Das zuständige Industrieministerium will ab Mitte Oktober nur noch Investitionen in neue Produktionsanlagen zulassen, wenn sie eindeutig dem technischen Fortschritt dienen, also die Fertigung von leistungsstärkeren Solarmodulen ermöglichen. Zudem verlangt das Industrieministerium, dass Solarhersteller mindestens drei Prozent ihres Umsatzes in Forschung und Entwicklung investieren. Laut Bloomberg erfolgt dies bisher im Schnitt allenfalls zu zwei Prozent des Umsatzes. Folglich sollen die Solarhersteller in China nicht länger aus Masse setzen, sondern verstärkt auf Qualität. Vor allem können sie neue Kosteneinsparungen und neues Wachstum nicht mehr erreichen, indem sie immer mehr Solarkomponenten produzieren. Sie müssen effizienter produzieren. Und nur noch durch Übernahmen und Verschmelzungen können sie an Größe gewinnen.

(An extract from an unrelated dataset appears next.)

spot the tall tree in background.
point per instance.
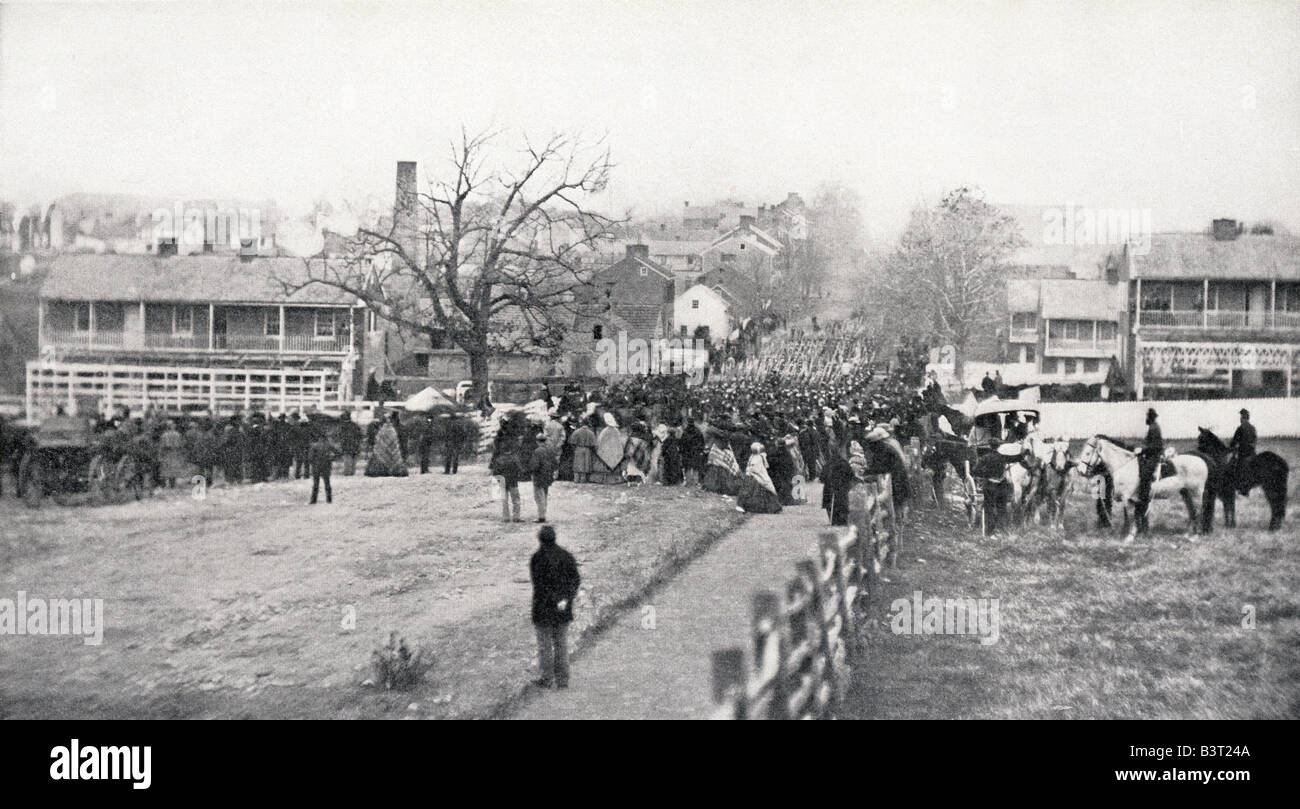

Noch ist offen, wie die börsennotierten Solarhersteller aus China darauf reagieren. Für hoch verschuldete Solarkonzerne wie Suntech oder LDK erhöht das aber die Wahrscheinlichkeit, dass sie von der Konkurrenz übernommen werden. Dass ihre Gläubiger weniger Vertrauen auf eine Restrukturierung aus eigener Kraft haben können und stärker dazu drängen dürften, Produktionskapazitäten an Konkurrenten zu verkaufen. Westliche Solarhersteller wiederum müssen nicht fürchten, dass die Produktionskapazitäten in China und damit die Überkapazitäten im Markt noch weiter ansteigen. Diese hatten zu einem massiven Preisverfall bei Solarkomponenten geführt. Solarmodule hatten sich allein in 2012 im Schnitt um 20 Prozent verbilligt. Künftig dürfte der Preisverfall an Dynamik verlieren. Das verschafft westlichen Solarherstellern Zeit, ihre Produktionskosten weiter zu senken.